Detroit upgraded

Wojtek Sokolowski sokol at jhu.edu
Thu May 6 13:13:08 PDT 1999


At 02:49 PM 5/6/99 -0400, Charles wrote:
>But the personality analysis I give falls into the error the media wants
me to make. Coleman Young was not so much the problem as the overwhelmingly Black population, which was the basis of his election and reelections, carrying forth the spirit of activism and revolt from the 1967 rebellion etc.
>The Black majority was created not by a Black invasion , but by White
flight to the suburbs. The bourgeoisie were not comfortable with investing in an overwhelmingly proletarian AND Black population, which Detroit is, especially when it symbollically continued to represent its militancy and Blackness and working class elan by repeatedly electing Young, a legendary Black red, even when he had made many compromises.

WS: That's quite an interesting contrast with Baltimore which shares many similar features with Detroit (i.e. blockbusting, white flight, working class population).
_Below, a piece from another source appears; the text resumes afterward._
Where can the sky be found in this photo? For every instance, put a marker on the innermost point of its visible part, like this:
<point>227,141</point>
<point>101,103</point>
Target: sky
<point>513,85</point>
But my reading is that the current population of Baltimore (80% black) is not at all interested in politics, let alone radical - to the point that Schmoke (the current black mayor) can virtually ignore black concerns and pander exclusively to the interests of his cronies, gambling promoters and local robber barons (who are mostly white - but I think that the only color that matters to the mayor is green). Most bumper stickers you see in the city threaten you with assorted perils if you do not find Jesus, rather than call for a radical political action.


>
>Now all the big bourgeoisie are happy with current Mayor Archer, so
Detroit gets a good grade as a reward , and good press. We are "coming back", according to them. Compuware is now going to locate a headquarters downtown. GM just moved its headquarters from midcity to downtown ( the significance being they didn't move it OUT of the city). Casinos are being built. Land values are going up. Archer wants to abolish the city business tax altogether.

WS: Well, but I think there must be using using some seemingly objective criteria, not just "because we say so." There is clearly some urban revitalization going on, but what makes me wonder is how urban revitalization in Detroit or Baltimore compares to that in, say, NYC, Chicago or Boston? Any stats?